*I received this book from the publisher in exchange for an honest review.*
Title: I’m Still Here
Author: Clelie Avit (translated by Lucy Foster)
Publisher: Grand Central Publishing
Publication Date: August 2016
Synopsis from Goodreads:
Elsa has been in a coma for five months. With all hope of reviving her gone, her family and doctors are having to face the devastating fact that it might be time to turn off her life support… They don’t realise that in the past few weeks Elsa has regained partial consciousness; she knows where she is and can hear everyone talking around her bed, but she has no way of telling them she’s there. Thibault is in the same hospital visiting his brother, a drunk driver responsible for the deaths of two teenage girls. Thibault’s emotions are in turmoil and, needing a retreat, he finds his way into Elsa’s room. Seeing her lying there so peacefully, he finds it hard to believe she is not just sleeping. Thibault begins to visit Elsa regularly. As he learns more about her through her family and friends, he begins to realise that he is developing feelings for her. And when he talks to her, he can’t help feeling that she can hear his every word… For Elsa, his visits are like a breath of fresh air. Here is finally someone who speaks to her as if she is a real life person. Who makes her laugh. And who gives her something to fight for… And so begins a love story that might just save both their lives…

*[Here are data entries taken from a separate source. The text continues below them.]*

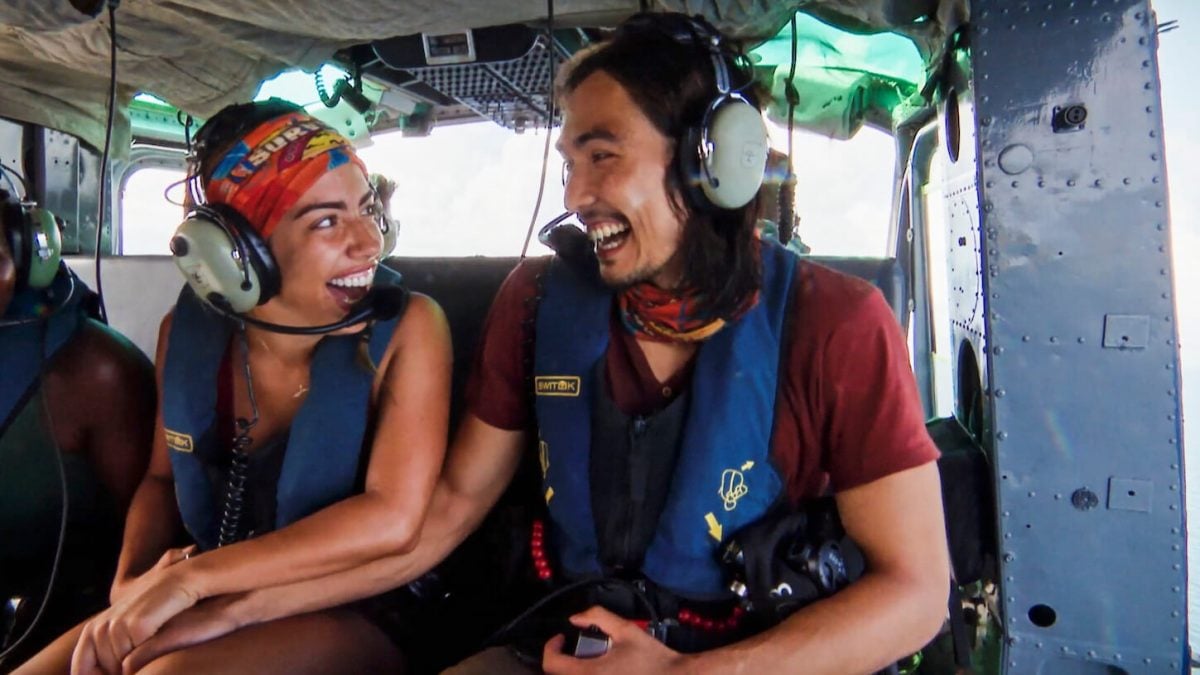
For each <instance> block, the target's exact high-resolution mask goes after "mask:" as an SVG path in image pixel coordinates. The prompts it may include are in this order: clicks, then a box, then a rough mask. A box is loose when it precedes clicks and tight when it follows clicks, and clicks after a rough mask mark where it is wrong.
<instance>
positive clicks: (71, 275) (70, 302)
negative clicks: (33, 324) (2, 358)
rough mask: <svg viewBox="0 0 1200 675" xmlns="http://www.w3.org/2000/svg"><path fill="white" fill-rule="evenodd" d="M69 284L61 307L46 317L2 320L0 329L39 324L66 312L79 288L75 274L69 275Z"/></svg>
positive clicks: (4, 319)
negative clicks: (8, 327)
mask: <svg viewBox="0 0 1200 675" xmlns="http://www.w3.org/2000/svg"><path fill="white" fill-rule="evenodd" d="M67 283H68V286H67V294H66V297H65V298H62V301H61V303H59V305H58V306H56V307H54V309H52V310H50V311H49V312H48V313H44V315H41V316H29V317H23V318H8V319H0V328H7V327H10V325H25V324H29V323H38V322H42V321H47V319H49V318H50V317H52V316H54V315H56V313H59V312H60V311H62V310H64V307H66V306H67V304H70V303H71V299H72V298H74V294H76V289H77V286H76V282H74V275H73V274H68V275H67Z"/></svg>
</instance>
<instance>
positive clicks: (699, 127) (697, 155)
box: [676, 126, 715, 211]
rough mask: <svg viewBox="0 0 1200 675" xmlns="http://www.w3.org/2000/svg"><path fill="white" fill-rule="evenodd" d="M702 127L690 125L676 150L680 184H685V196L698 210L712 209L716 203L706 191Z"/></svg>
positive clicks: (684, 189)
mask: <svg viewBox="0 0 1200 675" xmlns="http://www.w3.org/2000/svg"><path fill="white" fill-rule="evenodd" d="M702 137H703V135H702V133H701V127H698V126H689V127H688V129H686V131H684V133H683V137H682V138H680V139H679V149H678V150H677V151H676V156H677V160H676V161H677V163H678V171H679V184H680V185H682V186H683V192H684V196H685V198H686V199H688V201H689V202H690V203H691V207H692V208H694V209H696V210H698V211H710V210H713V209H715V207H714V204H713V203H712V202H710V201H709V199H708V196H707V195H706V193H704V190H703V185H702V184H703V183H704V181H706V178H704V171H703V166H702V162H701V159H700V156H701V151H702V149H701V147H700V143H701V138H702Z"/></svg>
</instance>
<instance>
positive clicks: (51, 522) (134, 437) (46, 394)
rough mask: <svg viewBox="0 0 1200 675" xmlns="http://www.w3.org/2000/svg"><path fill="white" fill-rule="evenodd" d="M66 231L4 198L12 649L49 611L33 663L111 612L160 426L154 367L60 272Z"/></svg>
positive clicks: (0, 235)
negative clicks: (41, 650)
mask: <svg viewBox="0 0 1200 675" xmlns="http://www.w3.org/2000/svg"><path fill="white" fill-rule="evenodd" d="M56 227H58V226H56V223H55V221H54V217H53V216H52V215H50V214H49V213H47V211H44V210H41V209H37V208H32V207H29V205H23V204H20V203H18V202H17V199H16V198H14V197H13V196H11V195H8V193H7V192H5V191H0V372H2V374H4V376H2V377H0V542H4V545H2V549H0V599H2V601H4V602H5V603H6V604H7V607H6V616H5V617H4V619H5V623H6V625H0V633H2V634H0V641H6V643H7V644H6V645H5V646H7V647H12V646H14V645H16V643H17V640H19V639H22V635H24V634H25V633H26V631H28V629H29V628H30V623H31V621H32V619H34V616H35V615H38V614H41V615H42V616H41V620H40V621H38V623H37V631H36V633H30V634H29V637H28V638H26V639H25V640H24V641H23V643H22V645H20V647H19V649H20V650H22V651H20V653H31V650H34V649H36V647H38V646H41V643H43V641H44V640H46V638H48V637H53V635H56V634H58V633H60V632H62V631H64V629H66V628H68V627H70V626H72V625H74V623H76V622H77V621H79V620H80V619H83V617H84V616H86V615H89V614H91V613H92V611H95V610H96V609H97V608H101V607H104V604H106V603H107V599H108V586H109V584H110V583H112V574H113V569H114V567H115V565H116V551H118V550H119V546H120V532H121V521H122V519H124V515H125V509H126V508H127V507H128V504H130V501H131V500H132V497H133V491H134V489H136V488H137V485H138V482H139V480H140V479H142V474H143V473H144V472H145V467H146V460H148V456H149V450H150V434H151V431H152V429H154V412H155V398H154V396H155V394H154V371H152V369H151V366H150V363H149V360H148V359H146V358H145V357H144V356H143V354H142V353H140V352H139V351H138V350H137V347H134V346H133V345H132V344H130V342H128V341H127V340H125V339H124V337H121V336H120V335H118V334H116V333H114V331H113V330H110V329H109V328H108V327H106V325H103V324H101V323H98V322H96V321H94V319H92V318H90V312H89V309H88V307H89V305H90V303H91V301H92V300H94V295H92V294H91V293H90V291H89V289H88V288H86V286H84V285H83V282H82V281H79V280H78V279H77V277H76V276H74V274H73V273H71V270H68V269H67V268H66V265H64V264H62V263H60V262H59V245H58V231H56ZM59 461H61V467H59V466H58V462H59ZM60 470H61V472H62V473H61V477H60ZM60 478H61V483H60ZM64 489H66V491H67V494H66V503H67V504H68V506H67V521H66V530H65V534H64V533H62V532H60V520H61V518H62V514H61V509H62V504H64V495H62V490H64ZM60 537H65V539H64V540H62V542H61V543H60V542H59V538H60ZM59 546H61V554H56V550H58V549H59ZM56 557H59V558H60V560H59V565H58V572H56V574H55V589H54V595H53V597H52V601H50V602H49V604H48V605H47V608H46V611H44V613H42V611H40V607H41V604H42V598H43V596H44V593H46V589H47V584H48V581H49V569H50V567H52V563H53V562H54V560H55V558H56ZM10 598H19V599H17V601H16V602H11V601H10ZM20 653H16V652H14V653H13V655H12V658H13V661H19V658H18V657H19V656H20Z"/></svg>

I found that this book was too short for the tough issues that it deals with, and I would have been totally happy to have an extra hundred pages to read. This book addresses so much: euthanasia, drunk driving, suicide. It brings up the tough choices that families have to make when their loved ones are hospitalized, and potentially unresponsive.
Thibault is an interesting character. He discovers Elsa in his search to find a little bit of peace, and he finds so much more. Although she is in a coma, he finds a confidante in Elsa as he deals with his brother’s crimes. He cannot forgive his brother, but he begins to heal as he shares himself with Elsa. I’m quite impressed at the lax hospital security and his ability to sneak into Elsa’s room so frequently with very little questioning. Through his visits, Thibault falls in love with Elsa, although one has to wonder if he’s just falling in love with the idea of her. Regardless, his devotion and his visits help to lead Elsa on a positive path that ultimately saves her life.
What I struggled with the most was the decision of the doctors that Elsa was no longer responsive. It states that the last tests that had been done were months prior. As the reader, we know that Elsa is progressing forward and does have brain activity. Yet, the hospital decides that it’s best to shut down her life support and let her die without conducting more recent tests that surely would have yielded more positive results. Perhaps this is the way it works, but as a reader, this seems incredibly unrealistic. I couldn’t believe that the doctors would shut down her life support without first ensuring that Elsa was 100% gone.
This wasn’t a story that I loved, although I feel like it has a lot of potential. There are a few problematic issues as I mentioned above, that need to be worked out, but I think this story could have been really great. For me, it was only ok as it is right now. It certainly sparks a lot of thought on really tough issues, but it fell short in its exploration of these issues.